20 febrero 2009

Del mañana y El Diablo (por Carlos Castro)

Llegué a las faldas de la prisión El Diablo horas después de que estallara la revuelta civil. Ya habían caído las cabezas de varios falsos líderes y gobernantes. Se rumoraba que para las próximas horas se desprendería, junto con su columna vertebral, la cabeza del presidente de la nación.

Yo estaba ahí para rescatar a mi madre, quien cumplía 10 años de cárcel por la negligencia de las investigaciones.

Desde aquel ángulo El Diablo semejaba un colosal cubo tallado en piedra negra.

Me acompañaba mi hermano menor, David. Cargabamos cada quien con una bazuca, diez granadas y municiones suficientes para simular una lluvia de estrellas.

Nos miramos y sonreimos. Las detonaciones que azotaban al resto de la ciudad simulaban una pieza musical de suspenso. El canto de la guerra.

Apunte la bazuca hacia la entrada principal. Mi hermano preparó su Aka. Respiramos en unisono. Jalé el gatillo.

Mi madre es inocente, debo aclarar antes de proseguir. Una mañana en camino a su trabajo alguien le robo su bolsa. Al día siguiente su bolsa fue encontrada junto al cadaver de una querida del hijo del diputado Jiménez. El Diablo era su hogar desde hacía ya dos años.

Los muros se simbraron al compás de la destrucción de la puerta. Las alarmas se activaron. Irrumpimos en una cascada de balas.

David y yo protegíamos nuestros cuerpos con trajes cuerpo completo antibalas. Al menos de que nos dieran con un cohete nada nos detendría. Habíamos estado planeando este atercado desde su detención. Iniciado con un balbuceo motivado por la espontaneidad y rabia de las noticias, cobró fuerza y lógica con el pasar de los dias. No teniamos nada que perder, madre era la única familia que nos quedaba.

Nuestras balas destruyeron los suaves y regordetes cuerpos de los guardias de esta sección. Nuestras granadas reventaron a otros como piñatas. Aquello era una fiesta. El confeti eran las viceras y sangre de los traidores. Jalaba el gatillo, lanzaba granadas y escupía con mi bazuca riendo. El abdomen comenzaba a dolerme.

Primero debíamos llegar hasta la oficina de El Diablo, director de la prisión desde su inauguración. Un temido ser, El Diablo. Nacido de burgueses que en sus infancias fueron golpeados indigenas. El Diablo creció creyendo plenamente es su divinidad. Tú has caído en esta Tierra para dominar, para establecer las reglas. Tú eres un elegido, hijo mío. Las palabras de sus padres y sobornados maestros lo volvieron casi indestructible.

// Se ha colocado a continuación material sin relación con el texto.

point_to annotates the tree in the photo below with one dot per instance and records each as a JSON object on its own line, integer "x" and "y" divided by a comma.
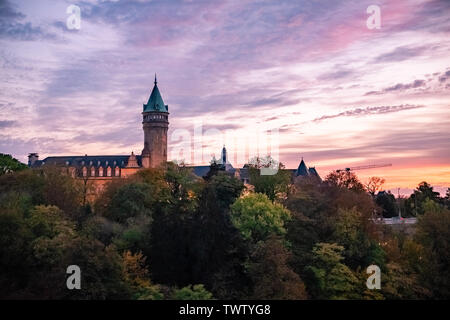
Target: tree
{"x": 374, "y": 184}
{"x": 8, "y": 164}
{"x": 433, "y": 233}
{"x": 344, "y": 179}
{"x": 195, "y": 292}
{"x": 274, "y": 186}
{"x": 386, "y": 201}
{"x": 130, "y": 201}
{"x": 227, "y": 189}
{"x": 137, "y": 277}
{"x": 257, "y": 217}
{"x": 359, "y": 249}
{"x": 329, "y": 278}
{"x": 271, "y": 275}
{"x": 416, "y": 201}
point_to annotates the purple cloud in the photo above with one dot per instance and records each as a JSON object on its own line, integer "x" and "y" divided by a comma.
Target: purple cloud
{"x": 369, "y": 111}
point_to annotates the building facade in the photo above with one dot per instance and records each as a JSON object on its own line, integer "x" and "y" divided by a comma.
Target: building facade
{"x": 155, "y": 123}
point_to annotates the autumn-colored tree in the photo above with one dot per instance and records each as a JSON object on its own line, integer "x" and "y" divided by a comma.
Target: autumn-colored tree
{"x": 328, "y": 277}
{"x": 257, "y": 217}
{"x": 192, "y": 292}
{"x": 274, "y": 184}
{"x": 8, "y": 164}
{"x": 271, "y": 275}
{"x": 344, "y": 179}
{"x": 374, "y": 184}
{"x": 137, "y": 277}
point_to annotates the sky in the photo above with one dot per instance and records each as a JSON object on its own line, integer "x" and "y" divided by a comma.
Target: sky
{"x": 307, "y": 78}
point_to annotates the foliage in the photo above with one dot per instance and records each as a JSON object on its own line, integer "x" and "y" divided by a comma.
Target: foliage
{"x": 195, "y": 292}
{"x": 344, "y": 179}
{"x": 331, "y": 278}
{"x": 374, "y": 184}
{"x": 257, "y": 217}
{"x": 271, "y": 275}
{"x": 274, "y": 186}
{"x": 8, "y": 164}
{"x": 386, "y": 201}
{"x": 162, "y": 229}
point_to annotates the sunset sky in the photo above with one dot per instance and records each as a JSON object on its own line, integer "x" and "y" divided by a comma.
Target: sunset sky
{"x": 338, "y": 93}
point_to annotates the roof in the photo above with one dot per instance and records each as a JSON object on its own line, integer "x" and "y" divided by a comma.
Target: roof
{"x": 155, "y": 102}
{"x": 200, "y": 171}
{"x": 302, "y": 170}
{"x": 88, "y": 161}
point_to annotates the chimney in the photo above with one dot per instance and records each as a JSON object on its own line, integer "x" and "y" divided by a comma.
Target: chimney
{"x": 32, "y": 158}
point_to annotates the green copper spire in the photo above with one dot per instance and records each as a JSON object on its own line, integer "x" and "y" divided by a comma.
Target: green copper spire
{"x": 155, "y": 102}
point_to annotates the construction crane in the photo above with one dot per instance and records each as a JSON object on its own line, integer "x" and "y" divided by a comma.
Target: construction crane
{"x": 371, "y": 166}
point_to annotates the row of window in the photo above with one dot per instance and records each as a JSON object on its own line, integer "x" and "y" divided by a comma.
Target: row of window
{"x": 101, "y": 172}
{"x": 156, "y": 117}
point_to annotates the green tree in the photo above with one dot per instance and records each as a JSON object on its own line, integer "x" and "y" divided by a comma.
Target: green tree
{"x": 329, "y": 278}
{"x": 195, "y": 292}
{"x": 271, "y": 275}
{"x": 274, "y": 186}
{"x": 8, "y": 164}
{"x": 137, "y": 277}
{"x": 359, "y": 249}
{"x": 388, "y": 204}
{"x": 257, "y": 217}
{"x": 433, "y": 233}
{"x": 344, "y": 179}
{"x": 130, "y": 201}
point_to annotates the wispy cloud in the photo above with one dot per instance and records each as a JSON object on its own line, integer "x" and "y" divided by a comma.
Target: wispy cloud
{"x": 400, "y": 87}
{"x": 369, "y": 111}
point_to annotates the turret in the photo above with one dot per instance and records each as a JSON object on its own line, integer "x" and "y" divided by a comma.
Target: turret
{"x": 155, "y": 121}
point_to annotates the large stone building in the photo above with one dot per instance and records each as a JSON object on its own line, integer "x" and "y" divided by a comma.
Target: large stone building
{"x": 155, "y": 121}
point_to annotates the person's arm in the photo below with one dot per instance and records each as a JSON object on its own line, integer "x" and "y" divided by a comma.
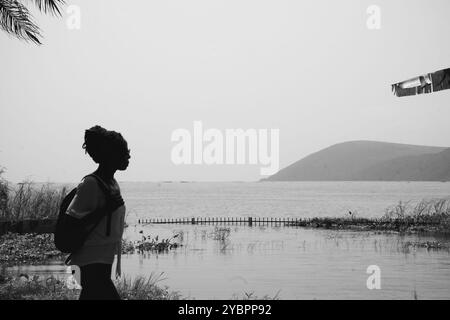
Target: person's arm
{"x": 85, "y": 200}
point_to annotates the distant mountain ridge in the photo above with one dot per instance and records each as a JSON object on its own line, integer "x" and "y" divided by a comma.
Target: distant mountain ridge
{"x": 370, "y": 161}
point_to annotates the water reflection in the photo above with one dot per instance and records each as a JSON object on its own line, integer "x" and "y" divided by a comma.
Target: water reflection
{"x": 292, "y": 263}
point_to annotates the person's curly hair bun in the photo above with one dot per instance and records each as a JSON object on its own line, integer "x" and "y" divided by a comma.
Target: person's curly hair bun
{"x": 102, "y": 144}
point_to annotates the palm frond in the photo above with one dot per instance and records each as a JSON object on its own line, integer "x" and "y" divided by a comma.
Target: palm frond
{"x": 16, "y": 20}
{"x": 49, "y": 6}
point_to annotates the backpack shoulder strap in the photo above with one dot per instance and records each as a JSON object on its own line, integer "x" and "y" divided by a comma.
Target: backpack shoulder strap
{"x": 107, "y": 192}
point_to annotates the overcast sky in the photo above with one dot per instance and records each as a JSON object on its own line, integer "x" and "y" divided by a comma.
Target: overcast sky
{"x": 145, "y": 68}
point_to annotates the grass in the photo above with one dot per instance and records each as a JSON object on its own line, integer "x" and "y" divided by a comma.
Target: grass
{"x": 27, "y": 248}
{"x": 26, "y": 201}
{"x": 149, "y": 244}
{"x": 427, "y": 216}
{"x": 25, "y": 287}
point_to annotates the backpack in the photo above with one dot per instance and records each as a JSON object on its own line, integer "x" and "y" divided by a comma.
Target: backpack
{"x": 70, "y": 232}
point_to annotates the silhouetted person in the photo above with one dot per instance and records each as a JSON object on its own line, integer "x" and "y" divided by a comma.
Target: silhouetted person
{"x": 110, "y": 150}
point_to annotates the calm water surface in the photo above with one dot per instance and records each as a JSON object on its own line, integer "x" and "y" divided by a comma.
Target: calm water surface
{"x": 286, "y": 262}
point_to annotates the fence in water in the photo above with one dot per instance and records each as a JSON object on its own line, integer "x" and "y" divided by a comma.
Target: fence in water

Llegamos hasta su oficina. Apunte con mi bazuca. Acaricie el gatillo. Y antes de jalarlo una oleada de calor derritio la puerta y nos escupió a varios metros de distancia.

El Diablo se presentó. Su cuerpo se refugiaba dentro de un Todaysoldier.

Los Todaysoldiers, armas militares, habían sido creadas tres años atrás por el gobierno de la tiranía del norte. Creados para combatir sus ficticias guerras de paz, que solo habían traído la decadencia del mundo entero. Los Todaysoldier se amoldaban perfectamente al cuerpo del tripulante, quien al controlarlo aumentaba sus fuerzas a más de un mil porciento, ademas de que esta especie de armadura venía equipada con lanza granadas y metralletas.

Aún así, eran destructibles. Podían sangrar. Una mortal bestia después de todo.

Nos incorporamos y apuntamos con nuestras bazucas a sus puntos vitales. Disparamos y aquel lugar asemejo un nuevo big bang.

Me quedé sordo por unos minutos. Una columna de humo nos sofocó entre lo que quedaba de paredes. Caminé con sigilo, esperando a que El Diablo apareciera entre la niebla. Pero no se paró. Lo encontré partido en dos, riendo y diciendo a manera de mantra la siguiente oración: Soy El Diablo, el elegido. Me miró. ¿Eres un ángel? No, soy un hombre. El hombre que te ha quitado la vida. Y comenzó a bramar como cerdo. Saqué mi machete y le desprendí la mano derecha. Me miró con la duda de un infante. Necesitaríamos su huella digital para abrir la celda de mamá. Tomé una de mis granadas, le quité el seguro y se la metí entre las fauces, no sin antes dislocarle la mandibula.

Salimos de aquel colosal cadáver minutos después, mi madre cargando a mi hermano quien se había desmayado por el olor a muerte.

La revuelta aún sigue. Sin embargo, se pronostica su culminación. Lo podemos sentir en el aire. Se siente en el corazón.